Ethnic Kazakh Man Faces Extradition By Chinese Authorities
Uzbek authorities detained an ethnic Kazakh citizen of China in the Uzbek capital Takshent after he was denied entrance to Kazakhstan. Chinese authorities have issued an extradition request for businessman Qalymbek Shahman, raising the concerns of human rights activists.
The 41-year-old Kazakh was born in China’s Xinjiang Uyghur Autonomous Region, an area that has gained the attention of the international community in recent months. The Chinese government has faced an outcry from global human rights activists calling for the end of a chain of re-education camps in the region. The activists claim that the camps, which hold nearly 1 million people, are mass detention centers for Muslims and non-Chinese populations.
The crackdown follows a 2009 Uyghur riot against majority Han Chinese populations in the province’s capital city of Urumqi and sporadic separatist movements that have fomented in the wake of the riot. A number of non-Chinese Muslims have fled the the province to neighboring Central Asian countries to avoid the increasing policing capabilities of the Chinese state.
In a video posted from the Uzbek airport, Shahman stated that he “wanted to go to Kazakhstan because China’s human rights record was making life intolerable.” The video’s plea for help was distributed three days into the refugee’s stay in the transit terminal.
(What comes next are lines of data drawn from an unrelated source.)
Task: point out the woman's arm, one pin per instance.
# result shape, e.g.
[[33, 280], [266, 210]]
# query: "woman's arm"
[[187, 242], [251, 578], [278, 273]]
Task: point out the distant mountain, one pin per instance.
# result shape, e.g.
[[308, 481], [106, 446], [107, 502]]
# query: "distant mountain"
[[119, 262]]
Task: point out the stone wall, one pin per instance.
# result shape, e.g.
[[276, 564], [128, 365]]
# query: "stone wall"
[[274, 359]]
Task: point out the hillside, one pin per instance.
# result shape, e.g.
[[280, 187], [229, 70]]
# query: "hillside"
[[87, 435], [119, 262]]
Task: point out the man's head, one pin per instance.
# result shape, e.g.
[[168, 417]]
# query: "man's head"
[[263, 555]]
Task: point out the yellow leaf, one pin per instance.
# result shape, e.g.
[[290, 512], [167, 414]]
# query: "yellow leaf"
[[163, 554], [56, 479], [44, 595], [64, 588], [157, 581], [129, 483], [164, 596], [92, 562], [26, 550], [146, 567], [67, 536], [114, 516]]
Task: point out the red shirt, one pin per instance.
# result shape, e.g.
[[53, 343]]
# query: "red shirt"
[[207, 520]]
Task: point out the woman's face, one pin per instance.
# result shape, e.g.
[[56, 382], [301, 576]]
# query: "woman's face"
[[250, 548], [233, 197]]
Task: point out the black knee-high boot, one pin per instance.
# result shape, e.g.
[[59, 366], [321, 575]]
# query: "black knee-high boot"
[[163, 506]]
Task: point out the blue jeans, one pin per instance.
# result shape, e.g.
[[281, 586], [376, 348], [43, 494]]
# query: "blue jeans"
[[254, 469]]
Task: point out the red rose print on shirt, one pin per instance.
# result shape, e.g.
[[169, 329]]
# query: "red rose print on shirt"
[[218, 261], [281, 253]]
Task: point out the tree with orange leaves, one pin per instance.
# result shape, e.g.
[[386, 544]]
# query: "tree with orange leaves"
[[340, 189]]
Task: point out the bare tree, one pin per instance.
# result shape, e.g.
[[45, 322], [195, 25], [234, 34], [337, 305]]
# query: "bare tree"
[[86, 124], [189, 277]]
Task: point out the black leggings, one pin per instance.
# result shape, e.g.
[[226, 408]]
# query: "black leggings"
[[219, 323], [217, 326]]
Shahman’s current whereabouts are unknown, and Kazakh and U.S. embassy officials are scrambling to locate him. The embassy reports that they are in contact with the United Nations High Commission for Refugees. In a conversation with Associated Press, a spokesman from the embassy said that "we urge third countries to allow UNHCR and other UN organizations and non-governmental organizations access to these asylum seekers to assess their protection claims and provide assistance."